The Supreme Court recently overturned affirmative action for underrepresented minorities in college admissions. Those who saw it as a win for fairness cheered.
But now there's a similar challenge that may hit closer to home, and it will be interesting to see how many of those in the fairness crowd are still on board.
Three days after the court's decision in the cases brought by Students for Fair Admissions Inc. against the University of North Carolina and Harvard College, Boston-area advocacy groups filed a complaint with the Department of Education requesting an investigation into another controversial practice. They argued that Harvard's admissions policies discriminate against Black, Hispanic and Asian applicants in favor of less-qualified white candidates who have alumni and donor connections.
Ironically, their point is supported by data that came out of the lawsuit that dismantled affirmative action. Harvard had released years of records as part of the lawsuit that ended up before the Supreme Court. Researchers found that the data revealed that legacy students were eight times more likely to be admitted, and nearly 70% were white.
A study published in the National Bureau of Economic Research found that 43% of white students admitted to Harvard were recruited athletes, legacy students, children of faculty and staff, or on the dean's interest list -- applicants whose parents or relatives have donated to Harvard.
Of the white students admitted from those four categories, 75% of them would have been rejected if they had been treated as white students without the special considerations, the study said.
Even after the court's decision, affirmative action for mostly white and wealthy students still stands. Yet everyone knows the students did nothing to earn this advantage.
Not a single other country in the world has legacy preferences in admissions.

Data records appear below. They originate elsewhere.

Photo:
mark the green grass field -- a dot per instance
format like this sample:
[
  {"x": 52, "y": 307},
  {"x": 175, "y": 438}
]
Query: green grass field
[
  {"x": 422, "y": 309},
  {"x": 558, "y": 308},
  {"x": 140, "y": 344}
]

America's longstanding tolerance for this particular unfairness begs the question: Why have conservative groups been unwilling to challenge legacy and donor preferences along with their fight against race-based preferences?
Unearned advantages -- bestowed by chance, at birth, mostly to white students -- have been accepted for generations, but a preference for Blacks and other underrepresented minorities for a few decades has provoked years of legal challenges.
We all know that giving the richest people in America affirmative action at the expense of others who are more qualified is ethically indefensible.
In the ongoing war over fairness in the admissions game, this battle has renewed life after the court's recent decision.
An Associated Press survey of the nation's most selective colleges last year found that legacy students in the freshman class ranged from 4% to 23%. This tidbit from the AP report was even more revealing: At four schools -- Notre Dame, the University of Southern California, Cornell and Dartmouth -- legacy students outnumbered Black students.
Who could have known.
On several occasions, white parents have lamented to me how difficult it will be for their child to gain admission at an elite school or graduate program "as a white male" or "as a white girl."
It's a common refrain during college application season. The unspoken part of that grievance is that their child is being disadvantaged by nonwhite students. But even with affirmative action, the percentage of Black students at Ivy League colleges has hovered around 6% for years.
Perhaps those parents were blaming the wrong group all along.
The defenses I've heard from those who have benefited from legacy admissions are, "I was still highly qualified for admission" and "I also worked hard."
Great. Let's see how you would fare without a thumb on the scale.
I say this as a parent of a child who is a legacy student at my own alma mater: It's time to get rid of the practice. It goes against the mission of higher education.
A conservative group found Asian plaintiffs to bring the case that overturned affirmative action. As my husband and I are Asian Americans, our children may ostensibly benefit from this decision -- statistically, lower percentages of Asians with qualifying scores and grades are accepted into elite universities. But I believe our children, and all students, will be worse off for having fewer classmates from diverse perspectives and backgrounds on their campuses. That's largely been the outcome at other places that have already gotten rid of considerations of race in admissions.
There are already several elite institutions that have decided that legacy status merits no weight in its admissions: MIT, CalTech, Amherst College, Johns Hopkins University, Pomona, the University of California system and the University of Texas.